Any takers? and is the fuel pump and filter in the tank?
Thanks,tv
The fuel pump is in the tank. The fuel filter is in the engine compartment. It's mounted to the firewall to the right of the battery (in US CR-Vs).
Isn't Honda antifreeze red?
I'm sure that if a service tech looked at yours, he/she would recognize the signs of bad oil. If there is a problem, this would be covered under warranty.
I don't believe there are any differences in the cargo area between US spec and Australian CR-Vs. Many owners have ordered Aussie parts in the past, so it's a good bet that the barrier you've seen will fit.
In the Spring when I take off the Blizzaks/Steel rims I DO NOT plan to put back the Alloys with those stinkin’ Duelers. I actually have FIVE brand new, yes never used, 16” X 6.5” (JJ) five-spoke ALLOY rims (also new “take-offs”) from an ’02 Acura TL. When I measured the “interior offset”, that is from the mounting surface back to “inside” lip of wheel, I got 5 7/8” on the 16” Acura Alloys and 5 5/16” on the Honda Steel rims.

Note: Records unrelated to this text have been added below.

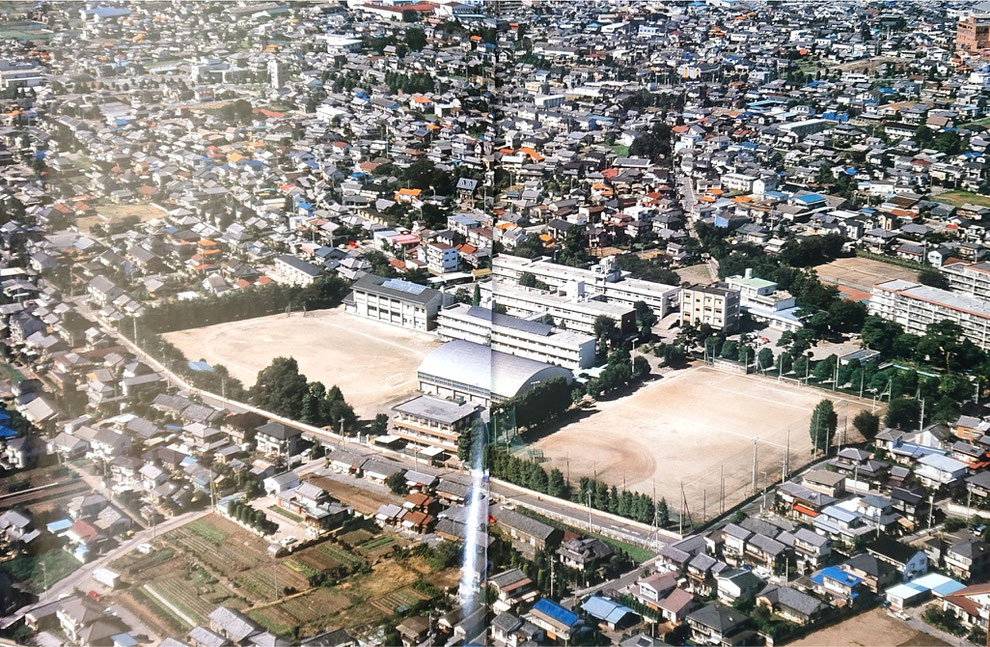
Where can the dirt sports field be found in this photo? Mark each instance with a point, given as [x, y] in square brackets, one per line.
[862, 273]
[689, 428]
[373, 363]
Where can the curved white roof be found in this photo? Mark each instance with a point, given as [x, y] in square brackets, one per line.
[488, 371]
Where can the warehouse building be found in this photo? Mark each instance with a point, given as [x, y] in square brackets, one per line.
[462, 370]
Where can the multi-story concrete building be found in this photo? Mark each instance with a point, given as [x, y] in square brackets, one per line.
[428, 421]
[604, 279]
[717, 306]
[440, 258]
[520, 337]
[293, 271]
[914, 306]
[395, 301]
[278, 73]
[571, 309]
[764, 302]
[973, 33]
[969, 278]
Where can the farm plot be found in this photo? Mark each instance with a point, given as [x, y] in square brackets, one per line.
[232, 552]
[179, 594]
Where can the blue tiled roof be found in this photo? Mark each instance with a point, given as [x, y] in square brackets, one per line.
[605, 609]
[555, 611]
[837, 574]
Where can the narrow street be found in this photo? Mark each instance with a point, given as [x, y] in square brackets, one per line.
[79, 577]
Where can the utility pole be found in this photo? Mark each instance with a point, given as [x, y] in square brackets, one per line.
[787, 454]
[721, 498]
[590, 527]
[275, 574]
[755, 445]
[763, 506]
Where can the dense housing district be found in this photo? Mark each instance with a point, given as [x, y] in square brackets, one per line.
[533, 322]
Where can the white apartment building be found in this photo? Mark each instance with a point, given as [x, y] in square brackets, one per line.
[572, 310]
[440, 258]
[764, 302]
[604, 279]
[969, 278]
[914, 306]
[738, 182]
[395, 301]
[290, 270]
[717, 306]
[515, 336]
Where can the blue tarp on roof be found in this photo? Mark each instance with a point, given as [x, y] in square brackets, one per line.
[200, 367]
[56, 527]
[555, 611]
[605, 609]
[837, 574]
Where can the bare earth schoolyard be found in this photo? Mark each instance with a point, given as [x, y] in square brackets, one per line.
[373, 363]
[689, 427]
[862, 273]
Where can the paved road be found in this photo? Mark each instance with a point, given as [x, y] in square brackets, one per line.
[81, 575]
[567, 513]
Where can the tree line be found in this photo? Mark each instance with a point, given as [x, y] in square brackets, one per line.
[326, 292]
[244, 513]
[283, 390]
[529, 474]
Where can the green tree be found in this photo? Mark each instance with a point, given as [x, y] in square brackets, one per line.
[379, 426]
[641, 367]
[415, 39]
[867, 424]
[556, 485]
[280, 388]
[903, 413]
[645, 318]
[822, 425]
[397, 483]
[764, 358]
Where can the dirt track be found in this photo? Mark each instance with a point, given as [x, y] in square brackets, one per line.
[690, 428]
[373, 363]
[862, 273]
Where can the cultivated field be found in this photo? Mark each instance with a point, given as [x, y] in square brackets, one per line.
[212, 561]
[373, 363]
[874, 627]
[959, 198]
[690, 429]
[862, 273]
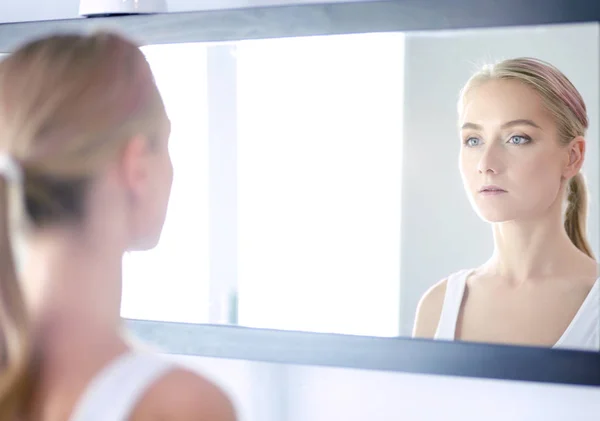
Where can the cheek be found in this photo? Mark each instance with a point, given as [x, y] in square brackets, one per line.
[467, 165]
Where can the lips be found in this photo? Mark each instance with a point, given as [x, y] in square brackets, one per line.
[491, 190]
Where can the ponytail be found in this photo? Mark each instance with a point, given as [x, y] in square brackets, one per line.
[576, 214]
[15, 339]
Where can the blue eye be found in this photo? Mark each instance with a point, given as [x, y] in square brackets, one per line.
[519, 140]
[472, 141]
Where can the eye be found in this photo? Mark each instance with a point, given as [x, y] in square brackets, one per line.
[519, 140]
[472, 141]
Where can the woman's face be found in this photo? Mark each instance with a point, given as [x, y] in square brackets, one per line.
[511, 161]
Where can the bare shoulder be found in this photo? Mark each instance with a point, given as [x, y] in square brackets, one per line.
[429, 311]
[182, 395]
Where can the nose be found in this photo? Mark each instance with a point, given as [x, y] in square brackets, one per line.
[490, 160]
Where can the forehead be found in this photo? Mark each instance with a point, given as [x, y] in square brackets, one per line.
[499, 101]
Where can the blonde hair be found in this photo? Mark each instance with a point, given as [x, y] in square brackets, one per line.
[565, 103]
[68, 105]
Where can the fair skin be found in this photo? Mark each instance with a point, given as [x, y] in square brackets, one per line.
[73, 288]
[530, 289]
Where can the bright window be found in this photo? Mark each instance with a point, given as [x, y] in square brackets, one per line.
[320, 158]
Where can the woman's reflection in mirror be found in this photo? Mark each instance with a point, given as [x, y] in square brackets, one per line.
[522, 127]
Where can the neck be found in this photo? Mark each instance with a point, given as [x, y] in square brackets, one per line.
[73, 289]
[530, 250]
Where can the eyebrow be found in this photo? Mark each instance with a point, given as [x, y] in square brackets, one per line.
[519, 122]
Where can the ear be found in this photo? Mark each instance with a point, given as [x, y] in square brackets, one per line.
[576, 151]
[135, 167]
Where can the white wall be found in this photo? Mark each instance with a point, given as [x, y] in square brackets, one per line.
[441, 233]
[281, 392]
[29, 10]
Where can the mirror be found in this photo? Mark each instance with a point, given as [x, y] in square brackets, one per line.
[316, 179]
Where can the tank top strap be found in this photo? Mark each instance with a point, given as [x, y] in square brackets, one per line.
[115, 391]
[455, 290]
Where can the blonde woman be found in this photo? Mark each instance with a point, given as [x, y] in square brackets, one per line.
[522, 127]
[85, 175]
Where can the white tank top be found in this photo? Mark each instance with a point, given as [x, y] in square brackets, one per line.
[582, 334]
[116, 390]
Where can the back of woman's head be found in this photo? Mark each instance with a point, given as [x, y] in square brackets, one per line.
[68, 106]
[566, 105]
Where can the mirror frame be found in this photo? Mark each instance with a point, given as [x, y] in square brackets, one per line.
[315, 19]
[372, 353]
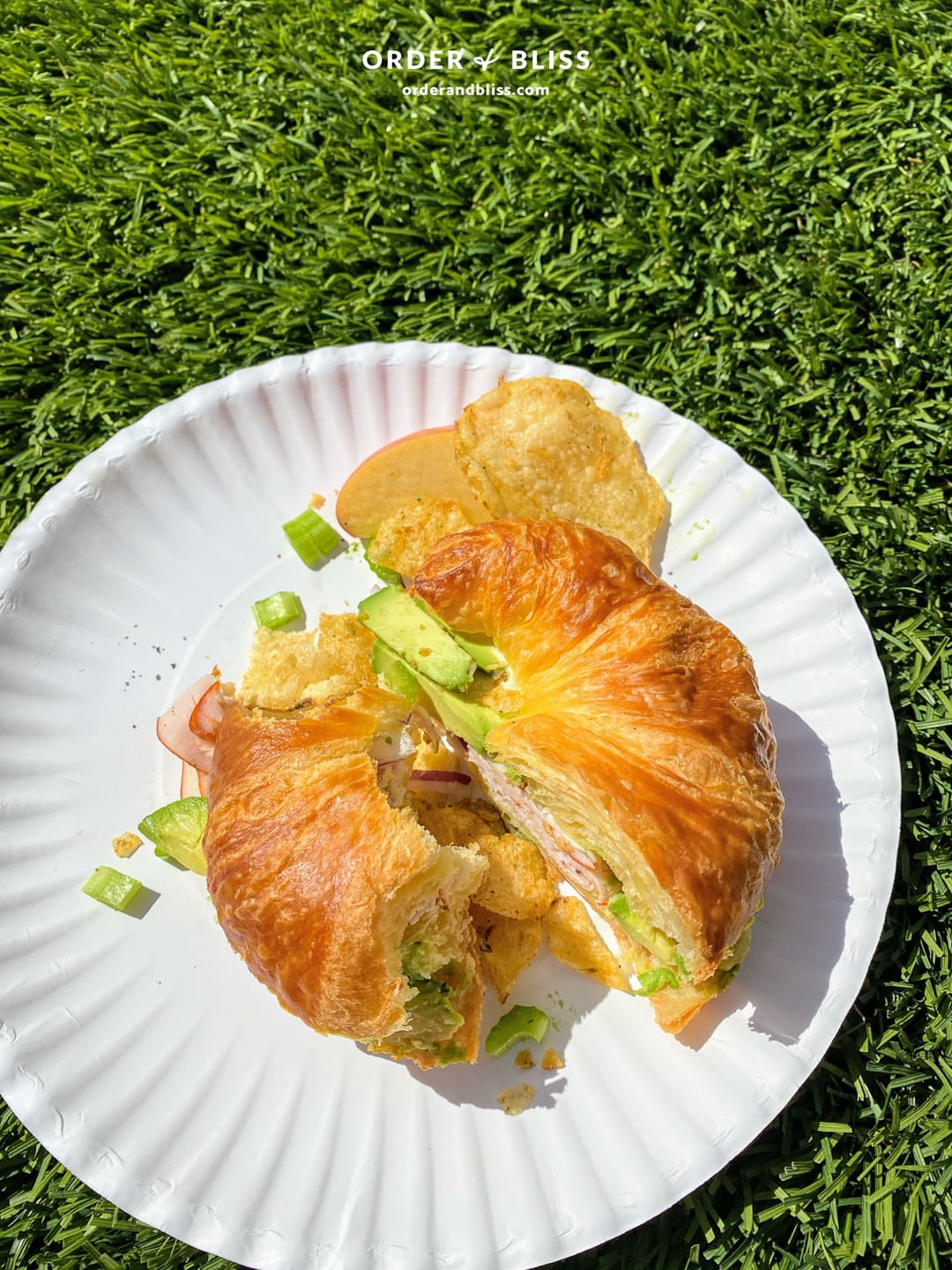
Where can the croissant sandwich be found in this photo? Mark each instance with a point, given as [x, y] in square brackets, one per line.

Important question: Will this 9/16” “inner” offset make a big difference and/or “interfere” with any suspension or body parts, especially if I use 225/60-16 (26.6” diameter – 8.9” section width – 783 revs per mile). By keeping the diameter the same I will not change gear ratio or decrease quick acceleration, and from the side view it will still “look undersized” but I’m sure the improvement in handling with a good set of 225/60’s will make my CR-V a bit better and safer to drive. By the way, the 5-spoke Acura alloys really change the looks of the “stock alloy” ’04 CR-V. Just gotta remember to pop out and change the plastic Acura center caps .. or should I leave ‘em ??
But seriously, what do you think of me using the 16” Acura Alloys ??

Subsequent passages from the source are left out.